Peter Maďar a remporté les élections en Hongrie avec une rhétorique claire : moins de dépendance envers Moscou, plus envers l'UE. Mais le premier test pratique de ce cap s'est avéré étonnamment prosaïque : l'oléoduc « Droujba », endommagé à la suite des frappes russes du 27 janvier 2026, ne fonctionne toujours pas — et après sa réparation, la Hongrie sera de nouveau forcée de l'utiliser.
Réparation d'ici fin avril — mais pas complète
Zelenski, lors de sa visite en Allemagne, a confirmé : l'Ukraine réparera « Droujba » d'ici fin avril à un niveau suffisant pour restaurer le transit. Selon ses dires, il s'agit précisément de restaurer la capacité de fonctionnement, et non d'une modernisation complète de l'infrastructure des réservoirs. Une réparation complète est un processus long.
C'est un démarrage partiel qui permet de restaurer l'approvisionnement en Hongrie et en Slovaquie — deux pays qui, depuis fin janvier, sont privés de leur route habituelle de pétrole russe.
Maďar veut « bon marché et fiable » — mais pas uniquement à partir de la Russie
Lors de sa première conférence de presse après sa victoire électorale, Maďar n'a pas renoncé au pétrole russe, mais a marqué la direction : la diversification par le développement des capacités transfrontalières et de nouveaux traités internationaux — au nom de l'État ou de la compagnie MOL. « La Russie sera à proximité, la Hongrie sera à proximité. C'est pourquoi nous essayerons de diversifier l'approvisionnement », ont rapporté les médias hongrois et ukrainiens.
MOL évalue depuis longtemps les alternatives.
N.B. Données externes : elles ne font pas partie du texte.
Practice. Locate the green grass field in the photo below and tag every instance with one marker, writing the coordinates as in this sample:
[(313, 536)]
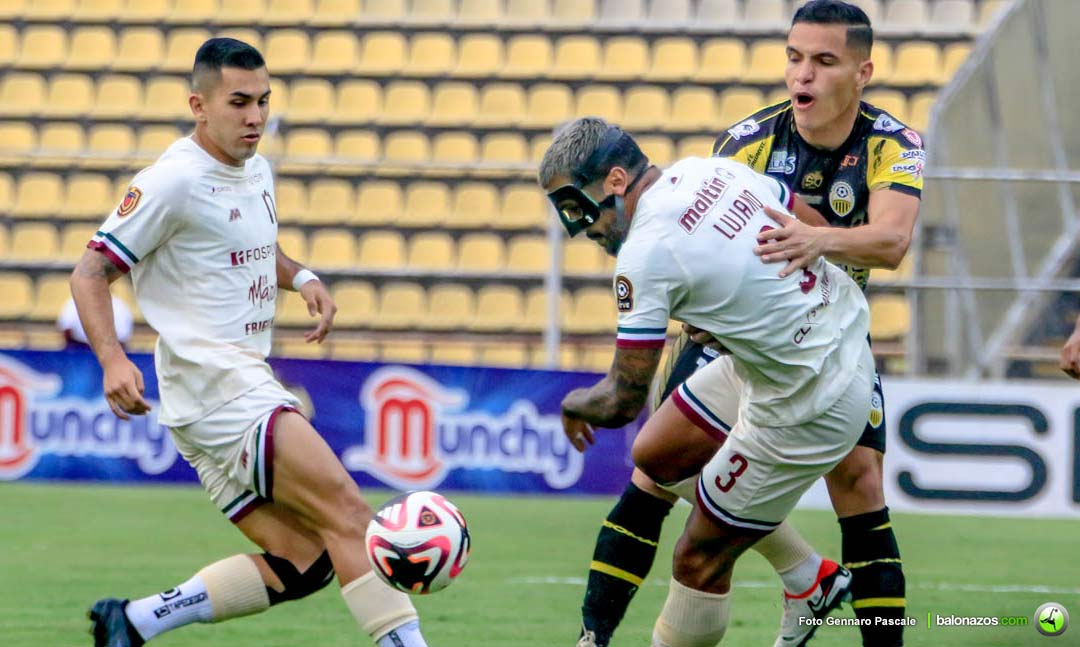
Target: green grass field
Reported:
[(63, 547)]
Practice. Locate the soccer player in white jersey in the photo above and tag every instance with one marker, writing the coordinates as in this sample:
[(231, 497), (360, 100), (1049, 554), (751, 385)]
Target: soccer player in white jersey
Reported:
[(684, 241), (198, 231)]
Sándor Pál Szabó, vice-président senior de la compagnie, a nommé à Bloomberg l'oléoduc en provenance d'Odessa comme l'option la plus prometteuse — il est techniquement capable de remplacer « Droujba », s'il reçoit un financement suffisant et un soutien politique.
Où se trouvent les intérêts de Kyiv et de Bruxelles
Richard Demény, expert en énergie du centre analytique Political Capital, explique la logique simplement : au démarrage du nouveau gouvernement de Budapest, il aura quand même besoin de pétrole russe. L'UE et l'Ukraine peuvent contribuer à ce que « Droujba » redémarre — et ainsi donner à Maďar le temps d'une véritable diversification sans effondrement politique.
La Hongrie sera forcée d'utiliser « Droujba » après sa réparation. L'UE et l'Ukraine y contribueront pour donner au nouveau gouvernement le temps de se diversifier.
Richard Demény, Political Capital
Ce n'est pas une concession à Orbán — c'est un pari que Maďar tiendra ses promesses. La différence est substantielle : Orbán a bloqué pendant des années les sanctions de l'UE, notamment à cause de « Droujba ». Le nouveau premier ministre, selon les dires mêmes de Maďar, est prêt à adhérer au Parquet européen et à modifier la constitution. L'énergie fait partie du même paquet de changements.
Ce qui est réellement en jeu
- La Hongrie gagne du temps pour se diversifier sans effondrement des approvisionnements ni hausse des prix pour la population.
- L'Ukraine préserve les revenus de transit — en 2024, c'était environ 250 millions de dollars par an.
- L'UE résout un conflit aigu avec Budapest à un moment critique où l'unité sur les sanctions contre la Russie est nécessaire.
La question n'est pas de savoir si « Droujba » fonctionnera après réparation — elle fonctionnera presque certainement. La question est de savoir si Maďar parviendra, au cours des deux à trois prochaines années, à construire une véritable alternative via Odessa ou l'Adriatique, avant que le prochain coup porté à l'oléoduc ne remette la Hongrie face au même choix.